6 Matching Annotations
  1. Oct 2015
    1. literary works created with the use of a computer for the electronic medium such that they cannot be experienced in any meaningful way without the mediation of an electronic device

      According to this definition, a script even though typed is not e-lit but movie made out of it, is e-lit. A book on Harry Potter (even an e-book) is not e-lit but the movie surely is...Have I interpreted this correctly?

    2. such that they cannot be experienced in any meaningful way without the mediation of an electronic device

      By adding the absolute word "cannot" (though softened perhaps a bit by adding "meaningful way"), this seems a narrower definition than the previous one, which I'm fine with.

      BTW, if this e-lit course is held a second time, you'll have to find new pages to annotate, as these ones have already slowed to a crawl with all the multiple highlights over the same text. I hope the devs of Hypothes.is are watching!

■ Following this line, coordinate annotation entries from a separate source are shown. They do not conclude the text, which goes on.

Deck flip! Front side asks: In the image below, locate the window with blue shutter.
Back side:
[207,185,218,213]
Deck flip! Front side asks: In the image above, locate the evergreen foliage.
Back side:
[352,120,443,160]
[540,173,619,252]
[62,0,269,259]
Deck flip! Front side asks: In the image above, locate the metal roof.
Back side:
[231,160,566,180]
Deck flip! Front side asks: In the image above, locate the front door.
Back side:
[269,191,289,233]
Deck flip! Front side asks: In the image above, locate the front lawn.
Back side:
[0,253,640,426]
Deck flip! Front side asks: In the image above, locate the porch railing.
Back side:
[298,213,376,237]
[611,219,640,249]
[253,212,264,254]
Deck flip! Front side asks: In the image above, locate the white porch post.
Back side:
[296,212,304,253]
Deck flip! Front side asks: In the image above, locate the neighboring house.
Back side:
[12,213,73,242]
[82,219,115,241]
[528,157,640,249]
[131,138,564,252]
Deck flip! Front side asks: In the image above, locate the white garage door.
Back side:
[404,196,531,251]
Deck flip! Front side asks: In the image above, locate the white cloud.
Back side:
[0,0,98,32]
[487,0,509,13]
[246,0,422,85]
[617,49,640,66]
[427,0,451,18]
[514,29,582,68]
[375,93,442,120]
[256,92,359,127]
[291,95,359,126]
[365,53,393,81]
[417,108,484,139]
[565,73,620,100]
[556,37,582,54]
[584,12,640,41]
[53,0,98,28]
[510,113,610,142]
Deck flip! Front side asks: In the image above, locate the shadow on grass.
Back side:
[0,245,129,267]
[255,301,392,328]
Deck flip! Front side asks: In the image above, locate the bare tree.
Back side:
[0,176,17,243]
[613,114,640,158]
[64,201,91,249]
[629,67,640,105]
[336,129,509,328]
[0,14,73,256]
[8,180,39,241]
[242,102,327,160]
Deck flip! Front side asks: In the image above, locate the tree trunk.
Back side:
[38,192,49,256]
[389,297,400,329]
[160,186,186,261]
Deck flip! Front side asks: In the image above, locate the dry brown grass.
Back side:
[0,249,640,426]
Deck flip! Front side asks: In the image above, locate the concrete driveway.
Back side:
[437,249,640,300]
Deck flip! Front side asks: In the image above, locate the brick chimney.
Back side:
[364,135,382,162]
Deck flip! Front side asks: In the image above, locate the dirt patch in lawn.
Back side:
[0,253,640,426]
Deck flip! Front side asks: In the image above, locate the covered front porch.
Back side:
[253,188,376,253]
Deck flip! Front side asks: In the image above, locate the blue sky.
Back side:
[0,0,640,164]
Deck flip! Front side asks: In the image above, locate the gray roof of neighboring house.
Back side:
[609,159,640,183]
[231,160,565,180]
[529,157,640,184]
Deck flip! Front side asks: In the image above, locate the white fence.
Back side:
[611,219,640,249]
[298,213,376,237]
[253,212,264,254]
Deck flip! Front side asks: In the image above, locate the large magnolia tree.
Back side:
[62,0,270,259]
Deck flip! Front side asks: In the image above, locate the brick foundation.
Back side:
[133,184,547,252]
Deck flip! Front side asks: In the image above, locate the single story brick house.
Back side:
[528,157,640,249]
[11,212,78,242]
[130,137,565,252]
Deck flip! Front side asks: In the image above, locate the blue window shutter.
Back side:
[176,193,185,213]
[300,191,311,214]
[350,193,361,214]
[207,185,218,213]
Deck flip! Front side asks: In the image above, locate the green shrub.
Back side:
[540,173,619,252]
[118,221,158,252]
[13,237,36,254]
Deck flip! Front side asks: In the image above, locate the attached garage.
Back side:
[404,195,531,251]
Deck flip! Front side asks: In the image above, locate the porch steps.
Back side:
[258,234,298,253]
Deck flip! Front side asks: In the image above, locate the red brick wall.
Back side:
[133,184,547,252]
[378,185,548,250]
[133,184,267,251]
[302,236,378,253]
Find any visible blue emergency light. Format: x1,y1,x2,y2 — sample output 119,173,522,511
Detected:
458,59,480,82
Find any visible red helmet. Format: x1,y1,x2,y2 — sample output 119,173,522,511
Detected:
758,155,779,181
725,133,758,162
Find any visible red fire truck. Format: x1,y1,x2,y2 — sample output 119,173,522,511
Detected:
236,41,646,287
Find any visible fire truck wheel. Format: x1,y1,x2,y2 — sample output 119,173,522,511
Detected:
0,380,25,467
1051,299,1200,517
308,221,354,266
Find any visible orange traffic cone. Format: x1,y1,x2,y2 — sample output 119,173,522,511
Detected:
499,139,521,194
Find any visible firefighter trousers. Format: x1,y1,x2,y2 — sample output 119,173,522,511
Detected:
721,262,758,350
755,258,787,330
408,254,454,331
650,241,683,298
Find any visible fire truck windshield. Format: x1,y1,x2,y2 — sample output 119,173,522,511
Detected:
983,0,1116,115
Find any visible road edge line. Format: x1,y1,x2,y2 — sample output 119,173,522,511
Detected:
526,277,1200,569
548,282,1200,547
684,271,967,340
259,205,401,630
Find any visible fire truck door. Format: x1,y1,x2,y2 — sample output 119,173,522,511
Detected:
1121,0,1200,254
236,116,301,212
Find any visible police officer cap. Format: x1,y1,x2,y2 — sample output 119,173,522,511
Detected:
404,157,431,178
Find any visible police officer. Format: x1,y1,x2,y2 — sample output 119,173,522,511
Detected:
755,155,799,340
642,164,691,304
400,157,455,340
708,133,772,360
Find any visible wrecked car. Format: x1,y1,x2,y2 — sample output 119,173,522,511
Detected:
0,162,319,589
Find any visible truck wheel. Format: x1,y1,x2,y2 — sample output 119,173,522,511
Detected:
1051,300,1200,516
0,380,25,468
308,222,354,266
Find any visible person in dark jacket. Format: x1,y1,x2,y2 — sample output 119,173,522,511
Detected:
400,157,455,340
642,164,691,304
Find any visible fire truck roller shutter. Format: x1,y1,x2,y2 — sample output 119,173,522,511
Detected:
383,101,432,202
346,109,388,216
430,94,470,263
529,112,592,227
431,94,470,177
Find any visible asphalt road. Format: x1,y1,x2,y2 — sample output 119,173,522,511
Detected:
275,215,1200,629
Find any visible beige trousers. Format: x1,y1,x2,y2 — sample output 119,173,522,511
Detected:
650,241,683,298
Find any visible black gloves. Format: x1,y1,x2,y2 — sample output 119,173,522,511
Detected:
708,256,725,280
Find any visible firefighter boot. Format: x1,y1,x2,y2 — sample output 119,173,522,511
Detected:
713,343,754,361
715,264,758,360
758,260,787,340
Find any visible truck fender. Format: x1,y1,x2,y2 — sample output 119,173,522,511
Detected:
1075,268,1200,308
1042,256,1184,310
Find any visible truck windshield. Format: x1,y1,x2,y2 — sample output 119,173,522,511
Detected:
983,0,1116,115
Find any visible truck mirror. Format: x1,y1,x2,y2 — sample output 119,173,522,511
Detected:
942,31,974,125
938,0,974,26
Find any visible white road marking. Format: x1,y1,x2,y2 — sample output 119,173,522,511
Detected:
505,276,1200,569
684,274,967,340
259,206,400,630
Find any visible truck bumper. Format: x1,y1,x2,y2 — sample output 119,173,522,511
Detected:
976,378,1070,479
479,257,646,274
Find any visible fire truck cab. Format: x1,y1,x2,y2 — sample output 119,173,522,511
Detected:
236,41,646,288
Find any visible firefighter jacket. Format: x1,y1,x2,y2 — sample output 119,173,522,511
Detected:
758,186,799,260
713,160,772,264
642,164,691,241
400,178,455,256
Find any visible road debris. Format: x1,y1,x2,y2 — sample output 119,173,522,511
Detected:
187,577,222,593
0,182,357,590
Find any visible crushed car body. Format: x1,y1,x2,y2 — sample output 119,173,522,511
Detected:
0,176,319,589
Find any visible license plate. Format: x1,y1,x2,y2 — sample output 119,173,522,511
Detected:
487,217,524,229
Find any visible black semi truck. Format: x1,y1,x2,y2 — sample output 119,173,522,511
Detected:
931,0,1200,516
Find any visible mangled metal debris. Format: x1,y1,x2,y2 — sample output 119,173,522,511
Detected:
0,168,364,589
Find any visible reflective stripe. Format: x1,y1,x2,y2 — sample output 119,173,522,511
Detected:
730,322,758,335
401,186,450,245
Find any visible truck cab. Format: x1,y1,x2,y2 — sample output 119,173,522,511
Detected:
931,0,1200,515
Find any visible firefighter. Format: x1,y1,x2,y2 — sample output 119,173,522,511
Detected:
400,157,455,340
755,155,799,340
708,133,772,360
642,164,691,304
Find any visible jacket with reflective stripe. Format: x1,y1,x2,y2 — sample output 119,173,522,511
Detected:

    1. (diskettes sold by mail order)

      So not only were these early e-lit efforts probably created using non-open software, they were distributed using now-obsolete physical media? I hope someone somewhere has backed them all up to modern formats and media.

    1. samplereality

      Adding text to a highlight makes it a note (and gives you the chance to make it public), whereas highlights default to private I think).

    2. bookmarklet

      This is a note - I'm not 100% sure what the difference is between notes and highlighting, yet, since we can add comments to notes and notes generate highlights?